The cost of drug production has soared into the billions, presenting a huge barrier to companies hoping to market new medicines and creating a pressing need for more efficient development techniques. PerkinElmer’s Jens Hoefkens and Daniel Weaver discuss how translational medicine is simultaneously reducing expenses and improving the health of patients.
Bringing a new drug to market now costs more than $2.5 billion on average, according to a recent report from Tufts Center for the Study of Drug Development. This, and the fact that the design phase can last up to a decade, add up to a barely sustainable situation in which every product entering the market has to be a blockbuster. To address this challenge, pharmaceutical companies are reducing the expense and duration of the drug development process by leveraging translational medicine – the practice of more tightly integrating clinical trial data with basic research to enhance our understanding of disease.
"Major drug companies are shifting towards targeted therapy techniques,which rely upon translational medicine research to discover the diagnostics,"says Daniel Weaver, senior product manager, clinical and translational medicine-informatics, PerkinElmer.
"PerkinElmer recognised that informatics solutions were going to be a key offering for its customers, which was a large part of why I joined," he continues. "PerkinElmer has developed informatics solutions because applications in translational medicine are important to our customers."
Faster, better and at controlled costs
PerkinElmer provides a range of instruments, services, and informatics solutions that help lab professionals accelerate their research.

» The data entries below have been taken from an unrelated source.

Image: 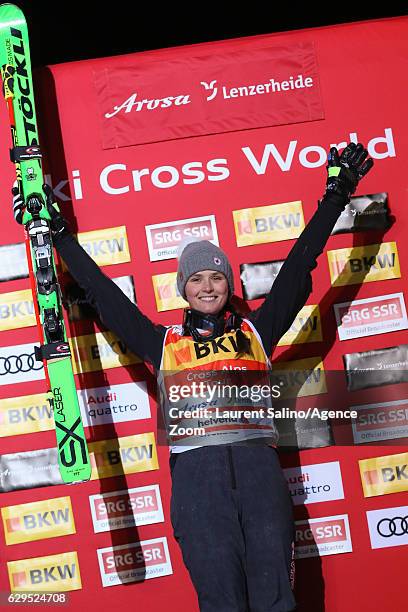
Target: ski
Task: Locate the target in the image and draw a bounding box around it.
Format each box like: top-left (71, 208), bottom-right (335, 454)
top-left (0, 4), bottom-right (91, 483)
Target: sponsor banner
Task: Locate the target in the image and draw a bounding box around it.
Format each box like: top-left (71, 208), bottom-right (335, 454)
top-left (295, 514), bottom-right (353, 559)
top-left (1, 497), bottom-right (76, 544)
top-left (350, 399), bottom-right (408, 444)
top-left (0, 342), bottom-right (45, 385)
top-left (278, 305), bottom-right (323, 346)
top-left (88, 432), bottom-right (159, 480)
top-left (145, 215), bottom-right (220, 261)
top-left (69, 332), bottom-right (141, 374)
top-left (0, 289), bottom-right (36, 331)
top-left (0, 393), bottom-right (55, 438)
top-left (63, 225), bottom-right (130, 270)
top-left (343, 344), bottom-right (408, 391)
top-left (232, 201), bottom-right (305, 247)
top-left (240, 260), bottom-right (284, 300)
top-left (0, 242), bottom-right (28, 282)
top-left (78, 381), bottom-right (151, 427)
top-left (7, 551), bottom-right (82, 593)
top-left (271, 357), bottom-right (327, 399)
top-left (274, 402), bottom-right (334, 451)
top-left (333, 293), bottom-right (408, 340)
top-left (331, 193), bottom-right (390, 235)
top-left (96, 537), bottom-right (173, 587)
top-left (64, 276), bottom-right (136, 321)
top-left (94, 41), bottom-right (324, 148)
top-left (152, 272), bottom-right (188, 312)
top-left (367, 506), bottom-right (408, 548)
top-left (0, 448), bottom-right (63, 493)
top-left (283, 461), bottom-right (344, 506)
top-left (327, 242), bottom-right (401, 287)
top-left (89, 485), bottom-right (164, 533)
top-left (358, 453), bottom-right (408, 497)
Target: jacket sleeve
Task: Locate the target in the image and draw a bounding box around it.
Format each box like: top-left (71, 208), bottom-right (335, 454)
top-left (54, 233), bottom-right (166, 369)
top-left (248, 194), bottom-right (346, 355)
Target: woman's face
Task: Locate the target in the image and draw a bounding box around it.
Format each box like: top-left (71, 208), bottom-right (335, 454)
top-left (185, 270), bottom-right (229, 315)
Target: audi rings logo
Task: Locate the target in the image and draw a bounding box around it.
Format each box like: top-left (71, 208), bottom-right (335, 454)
top-left (0, 353), bottom-right (44, 376)
top-left (377, 515), bottom-right (408, 538)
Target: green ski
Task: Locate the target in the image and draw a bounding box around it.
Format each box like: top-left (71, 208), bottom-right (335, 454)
top-left (0, 4), bottom-right (91, 483)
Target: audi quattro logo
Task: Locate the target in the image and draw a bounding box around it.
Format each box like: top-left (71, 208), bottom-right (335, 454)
top-left (0, 353), bottom-right (44, 376)
top-left (377, 515), bottom-right (408, 538)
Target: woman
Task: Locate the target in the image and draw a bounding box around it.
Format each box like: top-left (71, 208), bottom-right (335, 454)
top-left (13, 143), bottom-right (373, 612)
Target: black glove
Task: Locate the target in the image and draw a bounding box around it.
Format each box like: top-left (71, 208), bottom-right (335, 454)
top-left (11, 182), bottom-right (69, 235)
top-left (326, 142), bottom-right (374, 200)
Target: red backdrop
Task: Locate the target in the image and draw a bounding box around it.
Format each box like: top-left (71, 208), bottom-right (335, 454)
top-left (0, 18), bottom-right (408, 612)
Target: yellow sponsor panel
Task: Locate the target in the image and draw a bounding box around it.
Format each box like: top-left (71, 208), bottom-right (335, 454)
top-left (0, 393), bottom-right (54, 438)
top-left (0, 289), bottom-right (36, 331)
top-left (152, 272), bottom-right (188, 312)
top-left (232, 200), bottom-right (305, 246)
top-left (69, 332), bottom-right (141, 374)
top-left (88, 432), bottom-right (159, 480)
top-left (278, 305), bottom-right (323, 346)
top-left (327, 242), bottom-right (401, 287)
top-left (63, 225), bottom-right (130, 270)
top-left (1, 497), bottom-right (75, 544)
top-left (272, 357), bottom-right (327, 399)
top-left (7, 551), bottom-right (82, 593)
top-left (358, 453), bottom-right (408, 497)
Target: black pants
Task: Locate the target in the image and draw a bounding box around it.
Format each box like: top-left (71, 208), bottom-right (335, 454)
top-left (170, 445), bottom-right (295, 612)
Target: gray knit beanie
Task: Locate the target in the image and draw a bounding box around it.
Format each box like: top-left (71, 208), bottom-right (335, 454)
top-left (177, 240), bottom-right (234, 299)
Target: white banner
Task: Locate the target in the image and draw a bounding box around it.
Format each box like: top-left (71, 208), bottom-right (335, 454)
top-left (89, 484), bottom-right (164, 533)
top-left (145, 215), bottom-right (219, 261)
top-left (350, 399), bottom-right (408, 444)
top-left (97, 537), bottom-right (173, 587)
top-left (367, 506), bottom-right (408, 548)
top-left (333, 293), bottom-right (408, 340)
top-left (283, 461), bottom-right (344, 506)
top-left (78, 380), bottom-right (151, 427)
top-left (295, 514), bottom-right (353, 559)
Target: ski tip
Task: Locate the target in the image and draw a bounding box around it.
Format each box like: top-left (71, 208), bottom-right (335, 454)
top-left (0, 4), bottom-right (26, 30)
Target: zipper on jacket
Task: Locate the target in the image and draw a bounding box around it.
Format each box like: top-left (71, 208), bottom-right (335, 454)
top-left (227, 445), bottom-right (237, 489)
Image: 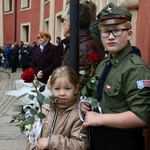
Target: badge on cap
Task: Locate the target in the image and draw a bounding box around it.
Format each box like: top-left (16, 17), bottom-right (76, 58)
top-left (136, 80), bottom-right (150, 89)
top-left (106, 6), bottom-right (112, 12)
top-left (106, 85), bottom-right (111, 91)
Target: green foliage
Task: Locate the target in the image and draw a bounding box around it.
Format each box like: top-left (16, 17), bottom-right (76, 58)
top-left (11, 81), bottom-right (50, 132)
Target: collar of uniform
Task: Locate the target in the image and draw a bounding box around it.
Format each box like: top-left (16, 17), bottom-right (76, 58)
top-left (109, 43), bottom-right (132, 67)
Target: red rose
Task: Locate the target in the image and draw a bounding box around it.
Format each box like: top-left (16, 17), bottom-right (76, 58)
top-left (21, 68), bottom-right (34, 83)
top-left (86, 53), bottom-right (101, 63)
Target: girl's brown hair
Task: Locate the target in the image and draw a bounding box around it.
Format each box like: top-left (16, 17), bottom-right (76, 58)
top-left (50, 66), bottom-right (79, 87)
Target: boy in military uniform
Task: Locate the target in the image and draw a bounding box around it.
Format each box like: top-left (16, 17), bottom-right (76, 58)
top-left (81, 3), bottom-right (150, 150)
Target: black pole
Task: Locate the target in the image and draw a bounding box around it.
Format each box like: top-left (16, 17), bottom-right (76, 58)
top-left (70, 0), bottom-right (79, 73)
top-left (14, 0), bottom-right (17, 42)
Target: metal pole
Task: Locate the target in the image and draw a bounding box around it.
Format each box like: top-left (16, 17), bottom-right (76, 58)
top-left (70, 0), bottom-right (79, 73)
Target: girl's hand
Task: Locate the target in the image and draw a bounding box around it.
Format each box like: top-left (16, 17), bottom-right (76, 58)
top-left (35, 138), bottom-right (49, 150)
top-left (84, 111), bottom-right (103, 127)
top-left (81, 102), bottom-right (91, 114)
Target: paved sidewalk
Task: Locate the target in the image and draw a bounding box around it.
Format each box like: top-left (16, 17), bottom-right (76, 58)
top-left (0, 68), bottom-right (27, 150)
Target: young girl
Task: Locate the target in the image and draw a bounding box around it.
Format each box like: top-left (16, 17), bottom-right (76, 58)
top-left (26, 66), bottom-right (88, 150)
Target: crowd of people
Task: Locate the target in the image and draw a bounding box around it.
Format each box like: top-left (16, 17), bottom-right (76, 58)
top-left (1, 1), bottom-right (150, 150)
top-left (0, 41), bottom-right (38, 73)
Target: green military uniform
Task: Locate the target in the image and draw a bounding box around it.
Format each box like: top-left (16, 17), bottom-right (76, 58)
top-left (97, 44), bottom-right (150, 122)
top-left (90, 3), bottom-right (150, 150)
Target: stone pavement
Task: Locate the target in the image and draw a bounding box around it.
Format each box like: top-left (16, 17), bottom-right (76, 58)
top-left (0, 68), bottom-right (27, 150)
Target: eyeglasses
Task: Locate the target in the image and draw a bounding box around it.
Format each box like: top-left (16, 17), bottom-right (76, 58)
top-left (100, 28), bottom-right (129, 38)
top-left (37, 35), bottom-right (44, 39)
top-left (61, 18), bottom-right (69, 23)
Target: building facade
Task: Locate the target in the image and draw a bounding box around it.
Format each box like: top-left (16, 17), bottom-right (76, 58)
top-left (0, 0), bottom-right (150, 150)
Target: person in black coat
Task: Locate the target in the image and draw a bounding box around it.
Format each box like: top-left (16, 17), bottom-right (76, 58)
top-left (31, 31), bottom-right (61, 84)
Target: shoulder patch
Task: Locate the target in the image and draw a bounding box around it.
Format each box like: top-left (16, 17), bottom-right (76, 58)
top-left (129, 54), bottom-right (144, 65)
top-left (137, 80), bottom-right (150, 89)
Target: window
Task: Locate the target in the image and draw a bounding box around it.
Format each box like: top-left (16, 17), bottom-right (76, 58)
top-left (44, 19), bottom-right (49, 31)
top-left (44, 0), bottom-right (49, 4)
top-left (108, 0), bottom-right (118, 5)
top-left (21, 23), bottom-right (30, 42)
top-left (21, 0), bottom-right (31, 9)
top-left (4, 0), bottom-right (14, 13)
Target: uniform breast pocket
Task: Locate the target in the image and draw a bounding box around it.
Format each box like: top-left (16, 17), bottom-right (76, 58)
top-left (103, 85), bottom-right (127, 112)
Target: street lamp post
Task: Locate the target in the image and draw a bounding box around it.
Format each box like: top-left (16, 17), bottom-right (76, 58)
top-left (70, 0), bottom-right (79, 73)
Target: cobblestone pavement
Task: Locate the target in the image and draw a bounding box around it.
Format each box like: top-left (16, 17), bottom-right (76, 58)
top-left (0, 68), bottom-right (27, 150)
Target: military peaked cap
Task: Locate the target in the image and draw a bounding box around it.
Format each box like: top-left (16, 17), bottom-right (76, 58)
top-left (97, 3), bottom-right (132, 25)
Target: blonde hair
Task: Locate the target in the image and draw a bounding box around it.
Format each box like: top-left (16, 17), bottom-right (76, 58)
top-left (50, 66), bottom-right (79, 87)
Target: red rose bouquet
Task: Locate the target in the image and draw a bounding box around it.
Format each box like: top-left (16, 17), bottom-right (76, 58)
top-left (79, 53), bottom-right (101, 97)
top-left (11, 68), bottom-right (50, 135)
top-left (79, 53), bottom-right (101, 122)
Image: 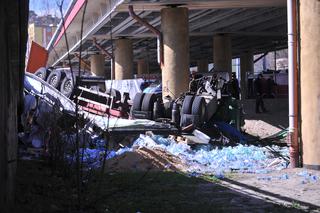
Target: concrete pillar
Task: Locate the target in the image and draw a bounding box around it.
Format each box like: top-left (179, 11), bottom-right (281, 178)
top-left (197, 59), bottom-right (208, 72)
top-left (240, 51), bottom-right (254, 100)
top-left (300, 0), bottom-right (320, 170)
top-left (213, 34), bottom-right (232, 79)
top-left (114, 39), bottom-right (133, 80)
top-left (161, 7), bottom-right (190, 98)
top-left (90, 54), bottom-right (107, 77)
top-left (137, 59), bottom-right (149, 75)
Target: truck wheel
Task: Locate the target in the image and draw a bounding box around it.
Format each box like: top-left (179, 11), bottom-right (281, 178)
top-left (182, 95), bottom-right (194, 114)
top-left (60, 77), bottom-right (74, 98)
top-left (34, 67), bottom-right (47, 81)
top-left (47, 70), bottom-right (61, 88)
top-left (141, 93), bottom-right (157, 112)
top-left (191, 96), bottom-right (206, 123)
top-left (131, 93), bottom-right (144, 111)
top-left (106, 89), bottom-right (121, 101)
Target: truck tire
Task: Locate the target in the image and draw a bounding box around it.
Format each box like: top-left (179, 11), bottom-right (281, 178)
top-left (106, 89), bottom-right (121, 101)
top-left (60, 76), bottom-right (74, 98)
top-left (141, 93), bottom-right (157, 112)
top-left (47, 70), bottom-right (61, 88)
top-left (191, 96), bottom-right (206, 123)
top-left (34, 67), bottom-right (48, 81)
top-left (131, 93), bottom-right (144, 111)
top-left (182, 95), bottom-right (194, 114)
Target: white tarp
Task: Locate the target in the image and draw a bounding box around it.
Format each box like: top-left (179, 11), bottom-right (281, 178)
top-left (106, 78), bottom-right (144, 100)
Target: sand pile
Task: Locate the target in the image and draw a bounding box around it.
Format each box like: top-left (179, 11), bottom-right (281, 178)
top-left (106, 147), bottom-right (186, 172)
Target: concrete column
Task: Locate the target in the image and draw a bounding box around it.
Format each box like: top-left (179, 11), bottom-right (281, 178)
top-left (197, 59), bottom-right (208, 72)
top-left (161, 7), bottom-right (190, 98)
top-left (114, 39), bottom-right (133, 80)
top-left (240, 51), bottom-right (254, 100)
top-left (213, 34), bottom-right (232, 79)
top-left (137, 59), bottom-right (149, 75)
top-left (300, 0), bottom-right (320, 170)
top-left (90, 54), bottom-right (107, 77)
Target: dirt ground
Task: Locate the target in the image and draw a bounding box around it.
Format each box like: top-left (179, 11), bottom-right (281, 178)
top-left (241, 98), bottom-right (289, 138)
top-left (14, 161), bottom-right (303, 213)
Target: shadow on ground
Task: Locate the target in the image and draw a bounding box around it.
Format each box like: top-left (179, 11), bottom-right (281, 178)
top-left (16, 161), bottom-right (308, 213)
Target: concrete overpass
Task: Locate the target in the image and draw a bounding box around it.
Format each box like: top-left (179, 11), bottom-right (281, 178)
top-left (48, 0), bottom-right (320, 169)
top-left (48, 0), bottom-right (287, 72)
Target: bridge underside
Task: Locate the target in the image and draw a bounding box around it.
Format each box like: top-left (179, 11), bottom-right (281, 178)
top-left (49, 0), bottom-right (287, 72)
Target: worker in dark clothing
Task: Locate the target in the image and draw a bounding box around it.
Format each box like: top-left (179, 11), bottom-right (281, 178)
top-left (230, 73), bottom-right (240, 99)
top-left (254, 74), bottom-right (267, 113)
top-left (267, 76), bottom-right (276, 98)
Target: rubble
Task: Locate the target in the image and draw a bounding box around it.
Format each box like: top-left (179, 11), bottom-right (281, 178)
top-left (21, 72), bottom-right (289, 177)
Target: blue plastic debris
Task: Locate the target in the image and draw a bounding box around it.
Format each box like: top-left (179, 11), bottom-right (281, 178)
top-left (297, 170), bottom-right (319, 184)
top-left (133, 135), bottom-right (286, 175)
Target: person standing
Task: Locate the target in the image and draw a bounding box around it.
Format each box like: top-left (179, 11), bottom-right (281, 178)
top-left (254, 74), bottom-right (267, 113)
top-left (230, 72), bottom-right (240, 100)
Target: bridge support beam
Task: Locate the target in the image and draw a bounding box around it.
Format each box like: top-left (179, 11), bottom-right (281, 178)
top-left (137, 59), bottom-right (149, 75)
top-left (90, 54), bottom-right (107, 77)
top-left (161, 7), bottom-right (190, 98)
top-left (114, 38), bottom-right (133, 80)
top-left (213, 34), bottom-right (232, 79)
top-left (300, 0), bottom-right (320, 170)
top-left (197, 59), bottom-right (208, 72)
top-left (240, 51), bottom-right (254, 100)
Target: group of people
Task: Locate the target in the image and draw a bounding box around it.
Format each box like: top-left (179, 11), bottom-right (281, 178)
top-left (190, 70), bottom-right (275, 113)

By helping medical professionals understand the biological basis of human disorders, it becomes possible to optimise the development phase and thereby control costs.
"Translational medicine has shown the promise to bring drugs to market faster and at reduced costs,"says Jens Hoefkens, PerkinElmer’s director, strategic marketing of research, informatics. Translational medicine’s potential to drastically reduce drug development costs is only part of its appeal, however.
"The economics certainly are a key driver for the industry, but most firms – including PerkinElmer – do this work in research because they are really motivated to improve human health," says Weaver. "A number of studies over the last few years have shown that targeted therapies driven by translational medicine techniques yield better patient outcomes."
While drugs developed through translational techniques achieve better results in terms of patient health,they also have the potential to increase the speed taken to reach efficacy. After a cancer diagnosis, patients are issued the drugs that medical professionals think will work best, but the variety of genetic route causes means efficacy isn’t guaranteed. If one treatment doesn’t work, another is introduced in a process that is repeated until the drugs work, or the patient dies.
"These drugs can have tremendous side effects that can be debilitating, or even life-threatening, for patients, so being able to treat with the right drug from the get-go is a huge advantage,"says Hoefkens.
"As an added benefit, this can also improve the cost of care: by avoiding administering numerous medications that do not work, patients can be treated with the right drugs early in the process."
Research is already helping to reduce expenditure, from manufacturing to patient care, and if the spiralling cost of drug development is to be controlled, pharmaceutical companies must continue driving towards translational medicine. For Weaver,there is little doubt about the inevitability, or importance, of this happening: "Translational medicine will become more mainstream."